Church in Trøndelag, Norway

Hallaren Church (Hallaren kirke) is a parish church of the Church of Norway in Frøya Municipality in Trøndelag county, Norway. It is located in the village of Storhallaren on the southern coast of the island of Frøya. It is one of several churches for the Frøya parish, which is part of the Orkdal prosti (deanery) in the Diocese of Nidaros. The white, wooden church was built in a long church design in 1881 using plans drawn up by the architect Henrik Nissen. The church seats about 400 people.

==History==
On 1 January 1877, the new Frøien Municipality was established.
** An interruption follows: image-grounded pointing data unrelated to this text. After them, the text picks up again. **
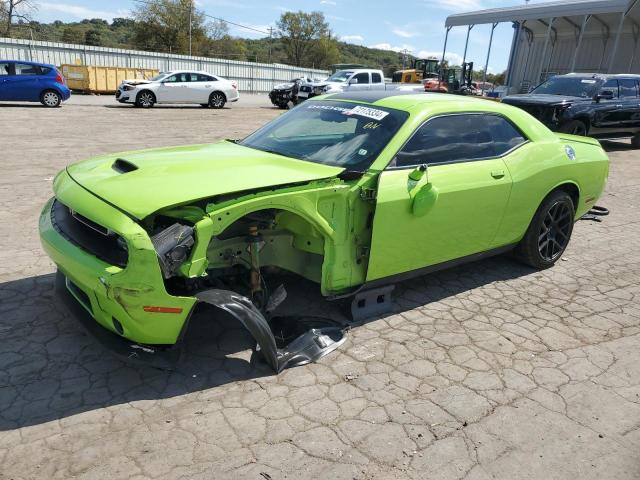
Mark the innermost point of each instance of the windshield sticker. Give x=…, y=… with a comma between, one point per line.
x=329, y=107
x=367, y=112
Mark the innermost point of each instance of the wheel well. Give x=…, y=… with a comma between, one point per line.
x=148, y=91
x=570, y=189
x=50, y=89
x=220, y=92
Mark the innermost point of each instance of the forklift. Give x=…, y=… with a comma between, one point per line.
x=457, y=80
x=421, y=70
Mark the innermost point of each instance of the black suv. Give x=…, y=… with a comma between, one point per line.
x=600, y=106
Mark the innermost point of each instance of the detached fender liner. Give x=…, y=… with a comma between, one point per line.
x=309, y=338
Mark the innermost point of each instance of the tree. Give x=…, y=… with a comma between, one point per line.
x=15, y=10
x=300, y=33
x=72, y=35
x=164, y=25
x=93, y=37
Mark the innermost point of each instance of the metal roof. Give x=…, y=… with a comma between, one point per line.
x=540, y=11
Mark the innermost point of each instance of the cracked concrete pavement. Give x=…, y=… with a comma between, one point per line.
x=486, y=371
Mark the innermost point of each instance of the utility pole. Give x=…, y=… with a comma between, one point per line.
x=190, y=22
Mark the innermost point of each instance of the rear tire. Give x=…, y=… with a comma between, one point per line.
x=549, y=232
x=574, y=127
x=217, y=100
x=145, y=99
x=50, y=99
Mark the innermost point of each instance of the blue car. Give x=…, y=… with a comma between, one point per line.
x=32, y=82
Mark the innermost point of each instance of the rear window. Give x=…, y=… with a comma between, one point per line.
x=26, y=69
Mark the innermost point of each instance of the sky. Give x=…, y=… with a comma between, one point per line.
x=414, y=25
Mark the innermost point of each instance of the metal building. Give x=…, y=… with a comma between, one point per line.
x=599, y=36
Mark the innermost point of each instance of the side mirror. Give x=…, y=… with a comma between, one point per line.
x=604, y=95
x=418, y=172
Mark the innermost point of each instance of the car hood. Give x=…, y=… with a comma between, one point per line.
x=143, y=182
x=136, y=81
x=533, y=99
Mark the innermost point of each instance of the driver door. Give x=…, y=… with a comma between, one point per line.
x=455, y=207
x=174, y=89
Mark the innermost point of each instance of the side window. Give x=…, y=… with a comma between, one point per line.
x=454, y=138
x=362, y=77
x=505, y=135
x=199, y=77
x=611, y=85
x=25, y=69
x=628, y=88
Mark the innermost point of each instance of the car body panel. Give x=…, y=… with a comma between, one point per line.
x=114, y=292
x=189, y=173
x=29, y=88
x=342, y=232
x=464, y=208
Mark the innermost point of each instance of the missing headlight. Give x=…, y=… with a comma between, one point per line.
x=173, y=245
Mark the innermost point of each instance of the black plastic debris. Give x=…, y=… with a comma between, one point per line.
x=283, y=341
x=595, y=213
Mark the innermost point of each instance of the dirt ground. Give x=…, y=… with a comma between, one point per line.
x=486, y=371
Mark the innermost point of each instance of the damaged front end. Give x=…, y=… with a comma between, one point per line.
x=230, y=252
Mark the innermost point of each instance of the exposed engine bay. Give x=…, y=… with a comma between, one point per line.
x=242, y=261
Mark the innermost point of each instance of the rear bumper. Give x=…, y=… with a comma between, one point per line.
x=65, y=92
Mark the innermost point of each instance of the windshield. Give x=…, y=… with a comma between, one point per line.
x=160, y=76
x=341, y=134
x=340, y=76
x=569, y=87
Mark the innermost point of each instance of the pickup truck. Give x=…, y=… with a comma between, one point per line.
x=352, y=80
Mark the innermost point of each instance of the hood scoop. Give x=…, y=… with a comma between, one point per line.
x=123, y=166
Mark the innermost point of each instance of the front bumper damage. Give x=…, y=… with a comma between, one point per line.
x=283, y=341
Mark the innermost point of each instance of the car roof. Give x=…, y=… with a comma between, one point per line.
x=406, y=100
x=27, y=62
x=603, y=76
x=188, y=71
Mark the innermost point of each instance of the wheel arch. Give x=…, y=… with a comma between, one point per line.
x=140, y=92
x=569, y=187
x=220, y=92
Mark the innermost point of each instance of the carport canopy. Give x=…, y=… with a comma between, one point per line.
x=551, y=37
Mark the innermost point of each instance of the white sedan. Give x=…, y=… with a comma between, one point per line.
x=180, y=86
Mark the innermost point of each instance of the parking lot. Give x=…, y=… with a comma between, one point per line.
x=486, y=371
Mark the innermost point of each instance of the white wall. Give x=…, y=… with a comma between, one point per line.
x=251, y=77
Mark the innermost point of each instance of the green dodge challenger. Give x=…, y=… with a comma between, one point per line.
x=352, y=191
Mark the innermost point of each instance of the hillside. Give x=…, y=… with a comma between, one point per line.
x=120, y=34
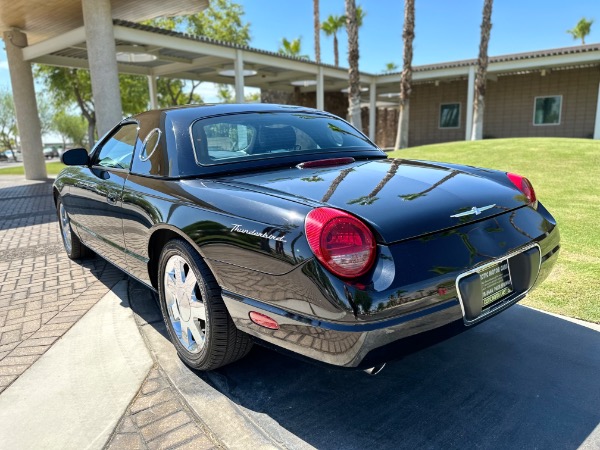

Nearly one year later on 15 December 1877, the municipality was divided into two church parishes with Sletta Church becoming the main church for the new Nord-Frøya parish and plans for a new church for the southern Sør-Frøya parish began soon after. The new church was built at Storhallaren in 1881 and it was consecrated on 15 September 1881. The architect Henrik Nissen was hired by both parishes to build new churches. He built a new Sletta Church in 1880 followed by the new Hallaren Church in 1881. Kristian Hovde was the lead builder for the new church. The new church has a rectangular nave with a chancel on the east end that has a sacristy on the north and south sides of the chancel. On the west end of the building is a church porch with a large tower above it.